Maar die toeschouwer ziet niet slechts één gebouw. Hij ziet vele series van bouwwerken. Hij ziet ze bovendien niet van maar één kant, maar van alle kanten. Hij wordt om het gebouw geleid. Hij ziet ze in grote aantallen naast elkaar. Hij kan ze vergelijken. Hij ziet gelijkenissen en kleine verschillen. De volgorde waarin de foto’s in een tentoonstellingsruimte of in een boek getoond worden is niet willekeurig. U heeft de platen zo geordend dat typologieën ontstaan: dezelfde basisvormen met variaties in kleine details, zorgvuldig gerangschikt. De toeschouwer wordt gedwongen zich te verdiepen in de details waarin de afgebeelde bouwwerken van elkaar verschillen of overeenkomen. In de inleiding van een tentoonstellingscatalogus plaatst Thierry de Duve de voor het werk van Bernd en Hilla Becher zo typerende reductie van iedere persoonlijke stijl in dienst van het benadrukken van de onpersoonlijke esthetiek van de objecten, die, wanneer de toeschouwer daar eenmaal gevoelig voor is, ontdekkingszin en vreugde over het begrijpen en vergelijken oproept. De toeschouwer die eerder geen specifieke interesse had voor watertorens of mijnschachttorens, kijkt plotseling met heel andere ogen naar die bouwwerken. Bouwwerken die hij eerst niet of nauwelijks bekeek, hoogstens zag, en zeker niet een esthetische waarde toekende. Maar nu wordt hij in de magie van de herhaling en bijna herhaling gezogen. De eerstvolgende watertoren die hij ziet zal hij in zijn hoofd bijna automatisch, op grond van specifieke uiterlijke kenmerken, in een serie proberen te plaatsen zoals hij heeft gezien in de fotoreeksen van de Bechers. En dan is er eigenlijk iets heel wonderbaarlijks geschied: de watertorens hebben een geheel eigen plek verworven in het bewustzijn van de toeschouwer. Die watertoren of fabriekshal wordt gezien als een intrinsiek waardevol object. Het bouwwerk heeft in zijn ervaring van de gebouwde leefomgeving de waarde gekregen van monument. De verandering van objecten, die uit de idee van zuivere functionaliteit ontstonden, in objecten met een sculpturale kwaliteit, verleent aan de eertijds profane industriearchitectuur een artistiek belang, waarvan de bouwers nauwelijks hadden durven dromen. De typologieën van ogenschijnlijk saaie utiliteitsgebouwen, die elk op zich in de optiek van velen weinig opwindend mogen schijnen, hebben bewerkstelligd dat wij die bouwwerken met andere ogen gaan bekijken.

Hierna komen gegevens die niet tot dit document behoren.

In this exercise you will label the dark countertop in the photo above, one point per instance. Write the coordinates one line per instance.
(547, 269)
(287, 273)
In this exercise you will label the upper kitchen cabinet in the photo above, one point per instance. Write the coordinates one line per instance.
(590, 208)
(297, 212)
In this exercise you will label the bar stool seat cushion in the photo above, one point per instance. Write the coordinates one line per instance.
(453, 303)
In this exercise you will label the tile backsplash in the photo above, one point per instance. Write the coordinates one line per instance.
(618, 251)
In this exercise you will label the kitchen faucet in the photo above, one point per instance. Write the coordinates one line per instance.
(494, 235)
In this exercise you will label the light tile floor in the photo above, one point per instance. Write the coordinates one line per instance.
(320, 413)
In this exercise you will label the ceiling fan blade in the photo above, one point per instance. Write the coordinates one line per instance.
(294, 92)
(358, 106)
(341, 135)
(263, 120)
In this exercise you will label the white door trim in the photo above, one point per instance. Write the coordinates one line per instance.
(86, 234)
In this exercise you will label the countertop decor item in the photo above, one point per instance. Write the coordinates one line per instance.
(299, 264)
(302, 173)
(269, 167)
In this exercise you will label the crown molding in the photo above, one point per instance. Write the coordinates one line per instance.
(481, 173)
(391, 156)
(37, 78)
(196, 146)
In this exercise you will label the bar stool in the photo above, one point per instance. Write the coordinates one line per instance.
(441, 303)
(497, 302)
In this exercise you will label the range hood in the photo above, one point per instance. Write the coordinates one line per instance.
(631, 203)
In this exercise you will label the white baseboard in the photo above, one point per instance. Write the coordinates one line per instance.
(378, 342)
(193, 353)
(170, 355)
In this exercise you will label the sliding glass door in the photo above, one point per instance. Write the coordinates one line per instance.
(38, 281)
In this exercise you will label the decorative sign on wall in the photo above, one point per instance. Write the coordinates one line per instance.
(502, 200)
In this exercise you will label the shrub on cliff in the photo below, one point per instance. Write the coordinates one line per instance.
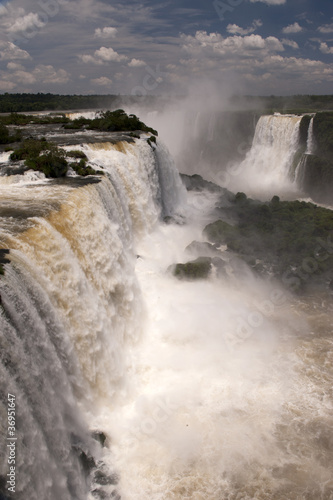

Dit brengt mij weer op het onderwerp van uw werk: de industrie-architectuur en andere utiliteitsgebouwen. Vandaag de dag zijn vele architectuurhistorici en cultuurliefhebbers u dankbaar dat u op zo’n systematische en zorgvuldige wijze zo’n enorme hoeveelheid gebouwen in kaart heeft gebracht. Monumenten van de oude economie worden ze daardoor wel genoemd. Door uw werk is een documentatie aangelegd van vele complexen die intussen al lang zijn afgebroken en alleen nog bestaan door uw foto’s. Maar het is goed te bedenken, dat u deze onderneming – want zo mogen wij het gerust noemen, een zeer langdurige onderneming – begonnen bent zonder het oogmerk dat zulke nutsgebouwen uit de vorige eeuw allemaal zouden moeten worden bewaard. Er was niets romantisch aan. De onderneming wordt eerder gekenmerkt door een koele, wetenschappelijke zienswijze. De waarneming is onpersoonlijk, analytisch en systematisch, en altijd hetzelfde. Dit gigantische project werd begonnen op een moment, eind jaren vijftig van de vorige eeuw, dat architectuurhistorici zich nog niet voor ingenieursbouw durfden te interesseren en industrie-archeologen in hoofdzaak technische processen onderzochten.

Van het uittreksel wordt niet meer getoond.